Dalam konstelasi politik di Indonesia belakangan ini, penamaan politik identitas ditujukan kepada kelompok yang melakukan gerakan politik dengan menggunakan identitas atau simbol agama (Islam) sebagai acuan gerakan politiknya. Kelompok ini berupa komunitas masyarakat muslim atau dalam bentuknya yang lebih luas lagi berupa partai politik yang selalu meneriakkan tuntutan perubahan kebijakan politik negara yang menyimpang dari koridor demokrasi dan ajaran agama.
Politik identitas ini dipersoalkan karena dinilai sebagai gerakan politik yang dinilai menyimpang dari aspek demokrasi,  lantaran gerakannya mengunakan sentimen bahkan simbol agama dalam manuver politiknya. Bagi penolak kelompok politik identitas ini, manuver politik identitas harus dijauhi karena mengumbar sentimen keagamaan yang rawan menjadi pemicu perpecahan.
Gerakan politik identitas ini sebenarnya bukan hal yang baru di Indonesia. Sejak awal kemerdekaan, politik identitas muncul dalam bentuk partai politik yang merupakan gabungan organisasi masyarakat Islam yang bergabung dalam satu wadah partai politik bernama Masyumi. Lalu kemudian pada era orde baru muncul Partai Persatuan Pembangunan sebagai fusi dari berbagai ormas dan partai yang berasaskan Islam.
Kehadiran politik identitas melalui partai politik  sebenarnya juga mendapat kritikan, bukan hanya dari kalangan luar Islam, namun juga dari kalangan cendekiawan muslim sendiri. Diantara cendekiawan yang keras menolaknya adalah almarhum Prof Dr Nurcholish Madjid, cendekiawan muslim Indonesia asal Jombang Jatim.
Guru Besar Peradaban Islam UIN Jakarta itu diawal pemerintahan Orde Baru pernah  mengeluarkan gagasan “Islam yes partai Islam no”. Inti dari gerakan ini adalah mengajukan agar umat Islam tidak hanya bernaung dalam satau partai politik saja, namun harus tersebar dalam banyak partai politik. Tujuannya agar gerakan dakwah Islam dan politik umat Islam bisa mewarnai dinamika politik nasional secara lebih leluasa.

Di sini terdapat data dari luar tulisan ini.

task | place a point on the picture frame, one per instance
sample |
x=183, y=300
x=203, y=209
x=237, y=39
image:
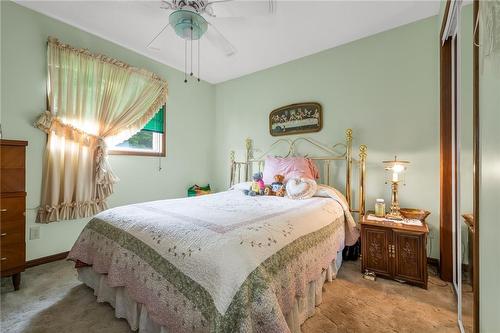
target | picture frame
x=296, y=118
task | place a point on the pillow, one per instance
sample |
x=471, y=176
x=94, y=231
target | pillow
x=301, y=188
x=289, y=167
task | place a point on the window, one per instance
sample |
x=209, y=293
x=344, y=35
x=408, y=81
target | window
x=150, y=141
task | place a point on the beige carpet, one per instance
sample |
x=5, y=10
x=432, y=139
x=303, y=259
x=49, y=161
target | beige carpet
x=51, y=299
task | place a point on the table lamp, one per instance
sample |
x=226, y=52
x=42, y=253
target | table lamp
x=395, y=171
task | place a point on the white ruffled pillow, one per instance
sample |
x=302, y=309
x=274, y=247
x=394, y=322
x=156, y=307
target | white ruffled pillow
x=301, y=188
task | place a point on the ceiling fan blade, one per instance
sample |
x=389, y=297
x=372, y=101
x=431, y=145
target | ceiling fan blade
x=150, y=44
x=234, y=8
x=215, y=37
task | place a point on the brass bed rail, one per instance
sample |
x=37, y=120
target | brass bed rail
x=331, y=154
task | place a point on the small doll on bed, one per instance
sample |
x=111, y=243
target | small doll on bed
x=277, y=188
x=257, y=187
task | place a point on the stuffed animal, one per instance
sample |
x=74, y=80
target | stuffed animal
x=257, y=187
x=277, y=188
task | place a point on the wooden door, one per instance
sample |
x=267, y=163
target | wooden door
x=376, y=250
x=409, y=261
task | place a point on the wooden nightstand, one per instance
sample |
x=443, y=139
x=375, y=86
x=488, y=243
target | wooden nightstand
x=395, y=251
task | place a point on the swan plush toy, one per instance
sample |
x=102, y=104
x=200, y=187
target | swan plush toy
x=257, y=187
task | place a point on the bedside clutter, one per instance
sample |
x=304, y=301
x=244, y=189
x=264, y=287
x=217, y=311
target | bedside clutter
x=395, y=250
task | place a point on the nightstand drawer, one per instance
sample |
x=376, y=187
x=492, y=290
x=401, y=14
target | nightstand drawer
x=12, y=232
x=12, y=209
x=12, y=256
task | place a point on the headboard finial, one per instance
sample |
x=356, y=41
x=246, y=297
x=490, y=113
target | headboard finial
x=348, y=135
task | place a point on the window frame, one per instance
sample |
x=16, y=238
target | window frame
x=131, y=152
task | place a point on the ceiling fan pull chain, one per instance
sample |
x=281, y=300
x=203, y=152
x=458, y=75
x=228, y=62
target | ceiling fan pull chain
x=185, y=61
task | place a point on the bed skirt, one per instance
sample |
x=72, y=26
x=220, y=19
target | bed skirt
x=137, y=315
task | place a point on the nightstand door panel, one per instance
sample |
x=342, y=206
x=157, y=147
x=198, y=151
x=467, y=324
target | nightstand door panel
x=376, y=250
x=409, y=256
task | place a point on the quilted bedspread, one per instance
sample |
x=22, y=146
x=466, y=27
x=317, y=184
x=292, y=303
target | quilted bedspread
x=224, y=262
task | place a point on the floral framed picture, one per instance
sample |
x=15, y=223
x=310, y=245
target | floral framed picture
x=296, y=118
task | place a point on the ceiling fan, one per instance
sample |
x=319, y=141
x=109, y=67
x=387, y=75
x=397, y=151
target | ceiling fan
x=191, y=20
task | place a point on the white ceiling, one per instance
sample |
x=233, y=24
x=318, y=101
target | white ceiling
x=297, y=29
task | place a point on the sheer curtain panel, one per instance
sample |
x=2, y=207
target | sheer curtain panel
x=93, y=102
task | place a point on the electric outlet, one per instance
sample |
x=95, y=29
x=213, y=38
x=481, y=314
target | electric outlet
x=34, y=233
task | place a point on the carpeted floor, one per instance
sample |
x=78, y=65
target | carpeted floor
x=51, y=299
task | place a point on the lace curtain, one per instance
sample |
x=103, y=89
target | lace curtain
x=489, y=34
x=94, y=101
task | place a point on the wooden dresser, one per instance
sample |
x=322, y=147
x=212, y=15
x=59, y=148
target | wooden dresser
x=395, y=251
x=12, y=209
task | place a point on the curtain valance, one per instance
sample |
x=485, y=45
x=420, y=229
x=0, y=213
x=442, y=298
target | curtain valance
x=94, y=101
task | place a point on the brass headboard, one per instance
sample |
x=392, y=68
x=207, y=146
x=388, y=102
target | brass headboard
x=236, y=173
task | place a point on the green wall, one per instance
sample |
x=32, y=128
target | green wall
x=384, y=87
x=23, y=74
x=489, y=208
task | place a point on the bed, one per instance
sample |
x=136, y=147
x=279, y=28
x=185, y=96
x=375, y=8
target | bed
x=224, y=262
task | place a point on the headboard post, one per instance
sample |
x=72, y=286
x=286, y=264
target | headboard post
x=362, y=179
x=348, y=139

Gagasan Nurcholish Madjid ini ternyata berhasil. Hingga kini semua partai politik yang ada di Indonesia sudah dimasuki oleh umat Islam. Lebih dari itu gagasan Islam yes partai Islam no juga telah membuahkan efek domino dengan terlibatnya kalangan umat Islam diberbagai bidang profesi kehidupan di Indonesia. Dibidang ekonomi, dunia industri, seni dan budaya, TNI-Polri dan diberbagai aktivitas pembangunan lainnya umat Islam telah banyak berperan positif.
Hadirnya politik identitas, sebenarnya merupakan buah atau konsekwensi dari demokrasi yang berlaku di Indonesia terutama sejak reformasi. Pasca reformasi masyarakat Indonesia dari berbagai elemen suku ras dan agama bisa menunjukkan identitas diri dan kecenderungan politiknya. Semua itu diperbolehkan  sebagai bagian dari demokrasi, selama dilakukan dengan tetap melalui aturan main dan perundang-undangan yang berlaku.

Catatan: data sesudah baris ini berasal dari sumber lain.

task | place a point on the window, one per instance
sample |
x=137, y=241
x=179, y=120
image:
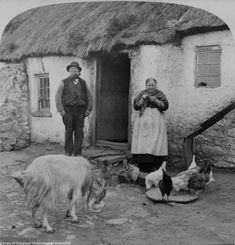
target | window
x=208, y=66
x=43, y=98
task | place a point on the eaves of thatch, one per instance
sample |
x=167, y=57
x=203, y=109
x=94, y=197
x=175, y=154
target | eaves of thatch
x=81, y=29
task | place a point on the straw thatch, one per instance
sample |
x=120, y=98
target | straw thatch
x=83, y=28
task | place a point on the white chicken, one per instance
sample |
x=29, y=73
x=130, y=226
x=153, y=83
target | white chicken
x=153, y=178
x=180, y=181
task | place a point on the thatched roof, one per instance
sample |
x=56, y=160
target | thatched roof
x=82, y=28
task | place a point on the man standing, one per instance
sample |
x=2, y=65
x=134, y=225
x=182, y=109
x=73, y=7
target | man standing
x=74, y=102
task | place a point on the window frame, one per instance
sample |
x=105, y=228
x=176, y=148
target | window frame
x=207, y=49
x=42, y=112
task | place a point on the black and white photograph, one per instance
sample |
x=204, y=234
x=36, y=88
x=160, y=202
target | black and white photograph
x=117, y=122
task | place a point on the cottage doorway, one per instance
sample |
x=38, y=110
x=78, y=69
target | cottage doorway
x=113, y=100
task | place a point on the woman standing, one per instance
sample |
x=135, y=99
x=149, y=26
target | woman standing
x=149, y=142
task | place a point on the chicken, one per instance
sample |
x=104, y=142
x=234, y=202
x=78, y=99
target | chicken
x=165, y=185
x=193, y=167
x=199, y=181
x=180, y=181
x=153, y=178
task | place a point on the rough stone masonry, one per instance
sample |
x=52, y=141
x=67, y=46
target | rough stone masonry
x=14, y=107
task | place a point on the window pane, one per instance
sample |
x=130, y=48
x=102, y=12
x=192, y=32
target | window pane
x=208, y=58
x=211, y=82
x=41, y=83
x=208, y=70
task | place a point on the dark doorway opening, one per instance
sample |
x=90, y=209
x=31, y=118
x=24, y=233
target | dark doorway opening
x=113, y=99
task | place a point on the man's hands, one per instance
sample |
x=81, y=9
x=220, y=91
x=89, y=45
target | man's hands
x=86, y=114
x=62, y=113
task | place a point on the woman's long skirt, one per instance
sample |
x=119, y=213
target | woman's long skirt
x=149, y=139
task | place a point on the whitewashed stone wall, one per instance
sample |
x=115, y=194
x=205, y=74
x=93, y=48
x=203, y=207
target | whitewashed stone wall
x=14, y=108
x=52, y=128
x=173, y=67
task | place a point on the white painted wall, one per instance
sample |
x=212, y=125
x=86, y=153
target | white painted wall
x=52, y=128
x=193, y=104
x=173, y=67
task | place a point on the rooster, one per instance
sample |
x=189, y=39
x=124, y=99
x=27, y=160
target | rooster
x=154, y=177
x=165, y=185
x=180, y=181
x=199, y=181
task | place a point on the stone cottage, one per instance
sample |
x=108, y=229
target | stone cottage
x=119, y=44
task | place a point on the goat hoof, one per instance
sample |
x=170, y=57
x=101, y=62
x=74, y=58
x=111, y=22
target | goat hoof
x=37, y=225
x=50, y=230
x=68, y=214
x=75, y=221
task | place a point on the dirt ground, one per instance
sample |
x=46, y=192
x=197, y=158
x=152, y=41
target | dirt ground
x=128, y=217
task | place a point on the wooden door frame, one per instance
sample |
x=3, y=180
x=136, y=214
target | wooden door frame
x=123, y=146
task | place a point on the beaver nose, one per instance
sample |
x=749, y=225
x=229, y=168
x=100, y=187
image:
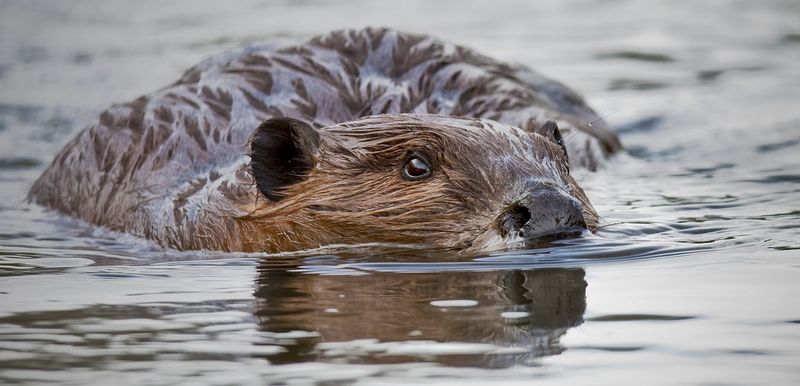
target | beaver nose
x=545, y=213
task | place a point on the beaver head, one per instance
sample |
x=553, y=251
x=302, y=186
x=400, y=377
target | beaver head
x=459, y=183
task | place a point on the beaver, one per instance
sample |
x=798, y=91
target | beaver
x=353, y=137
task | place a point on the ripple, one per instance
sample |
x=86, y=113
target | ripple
x=640, y=56
x=636, y=84
x=638, y=318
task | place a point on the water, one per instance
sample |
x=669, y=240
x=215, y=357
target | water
x=693, y=278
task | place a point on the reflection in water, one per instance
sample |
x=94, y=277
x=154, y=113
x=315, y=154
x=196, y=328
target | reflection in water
x=496, y=319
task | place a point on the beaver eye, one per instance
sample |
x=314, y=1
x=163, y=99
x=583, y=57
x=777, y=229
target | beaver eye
x=416, y=168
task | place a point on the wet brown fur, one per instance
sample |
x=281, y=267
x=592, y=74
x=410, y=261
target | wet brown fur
x=173, y=166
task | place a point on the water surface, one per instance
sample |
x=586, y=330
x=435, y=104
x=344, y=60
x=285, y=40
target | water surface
x=692, y=278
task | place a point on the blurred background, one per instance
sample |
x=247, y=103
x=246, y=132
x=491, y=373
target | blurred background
x=691, y=280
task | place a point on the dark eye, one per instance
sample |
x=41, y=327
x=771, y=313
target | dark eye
x=416, y=168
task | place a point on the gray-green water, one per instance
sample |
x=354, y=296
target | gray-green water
x=693, y=279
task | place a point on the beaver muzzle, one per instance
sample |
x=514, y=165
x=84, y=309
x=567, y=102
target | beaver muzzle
x=545, y=214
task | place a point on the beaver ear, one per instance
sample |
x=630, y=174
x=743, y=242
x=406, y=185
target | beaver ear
x=549, y=130
x=282, y=152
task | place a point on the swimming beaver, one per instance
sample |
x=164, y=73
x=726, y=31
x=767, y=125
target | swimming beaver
x=357, y=136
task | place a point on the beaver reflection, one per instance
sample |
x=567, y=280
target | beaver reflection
x=396, y=307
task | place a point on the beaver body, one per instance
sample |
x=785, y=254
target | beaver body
x=355, y=136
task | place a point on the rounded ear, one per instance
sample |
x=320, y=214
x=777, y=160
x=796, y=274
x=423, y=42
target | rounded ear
x=282, y=152
x=549, y=130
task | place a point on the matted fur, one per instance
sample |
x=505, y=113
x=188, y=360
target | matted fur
x=173, y=166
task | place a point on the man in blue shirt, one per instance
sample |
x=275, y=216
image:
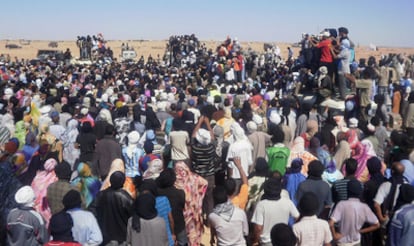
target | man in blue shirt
x=401, y=231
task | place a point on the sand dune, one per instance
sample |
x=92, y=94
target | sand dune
x=157, y=47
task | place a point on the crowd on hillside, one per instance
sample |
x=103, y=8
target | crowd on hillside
x=257, y=148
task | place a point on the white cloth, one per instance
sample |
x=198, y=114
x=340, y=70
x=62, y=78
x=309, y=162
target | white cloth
x=243, y=149
x=85, y=228
x=312, y=231
x=179, y=141
x=233, y=231
x=265, y=215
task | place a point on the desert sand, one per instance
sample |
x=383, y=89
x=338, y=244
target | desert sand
x=157, y=47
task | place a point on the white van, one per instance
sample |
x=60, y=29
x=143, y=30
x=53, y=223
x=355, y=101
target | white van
x=127, y=55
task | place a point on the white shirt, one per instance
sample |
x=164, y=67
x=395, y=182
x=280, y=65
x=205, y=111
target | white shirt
x=242, y=149
x=312, y=231
x=179, y=141
x=269, y=212
x=230, y=232
x=57, y=130
x=85, y=228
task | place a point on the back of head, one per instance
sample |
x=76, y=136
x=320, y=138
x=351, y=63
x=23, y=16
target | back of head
x=145, y=206
x=354, y=188
x=61, y=227
x=397, y=169
x=278, y=136
x=219, y=195
x=167, y=178
x=406, y=194
x=63, y=171
x=148, y=185
x=109, y=129
x=72, y=199
x=350, y=166
x=117, y=180
x=230, y=186
x=272, y=188
x=315, y=169
x=282, y=235
x=308, y=204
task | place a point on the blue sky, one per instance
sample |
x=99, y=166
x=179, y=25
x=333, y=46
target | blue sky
x=382, y=22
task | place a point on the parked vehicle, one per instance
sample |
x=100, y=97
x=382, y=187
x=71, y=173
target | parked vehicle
x=13, y=46
x=53, y=44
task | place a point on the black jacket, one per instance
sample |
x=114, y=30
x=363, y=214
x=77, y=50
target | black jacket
x=113, y=209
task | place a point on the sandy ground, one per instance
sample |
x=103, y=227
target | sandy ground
x=157, y=47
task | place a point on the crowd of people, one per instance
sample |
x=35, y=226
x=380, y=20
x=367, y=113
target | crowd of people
x=93, y=47
x=257, y=148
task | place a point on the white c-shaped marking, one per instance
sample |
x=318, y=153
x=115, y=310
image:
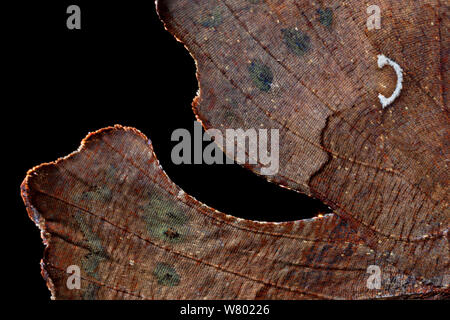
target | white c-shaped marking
x=382, y=61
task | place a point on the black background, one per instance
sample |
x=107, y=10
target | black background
x=122, y=67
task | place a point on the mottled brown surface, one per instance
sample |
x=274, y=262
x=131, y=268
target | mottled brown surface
x=111, y=209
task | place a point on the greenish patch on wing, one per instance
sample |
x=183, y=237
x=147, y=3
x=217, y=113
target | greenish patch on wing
x=166, y=275
x=297, y=41
x=211, y=19
x=325, y=16
x=165, y=219
x=93, y=259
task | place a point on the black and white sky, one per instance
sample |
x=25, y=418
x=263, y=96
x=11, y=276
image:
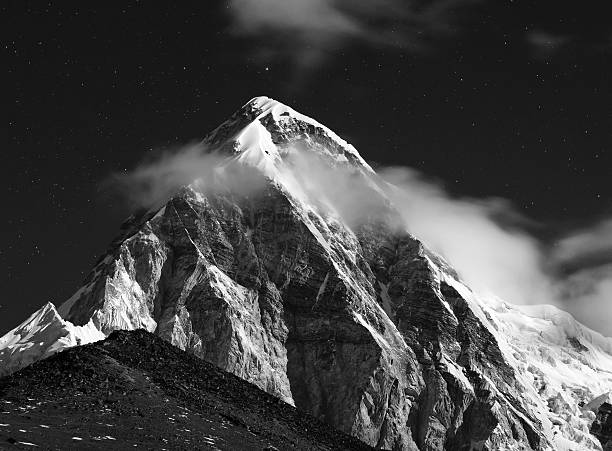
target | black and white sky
x=499, y=113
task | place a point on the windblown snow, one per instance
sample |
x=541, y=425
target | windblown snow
x=565, y=368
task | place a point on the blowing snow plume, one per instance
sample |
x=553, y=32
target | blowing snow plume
x=482, y=238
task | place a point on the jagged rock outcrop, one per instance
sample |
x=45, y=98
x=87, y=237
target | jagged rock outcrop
x=353, y=321
x=602, y=426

Kalau misalnya umat Islam, hadir untuk berserikat dan berkumpul sesamanya, lalu kemudian berpolitik menyuarakan tuntutan hingga membentuk partai politik maka hal tersebut merupakan hal wajar dan merupakan sebagian dari tuntutan demokrasi. Kalau ada pihak pihak tertentu yang mempersoalkannya berarti mereka tidak faham tentang demokrasi atau segaja memang untuk menjegal demokrasi.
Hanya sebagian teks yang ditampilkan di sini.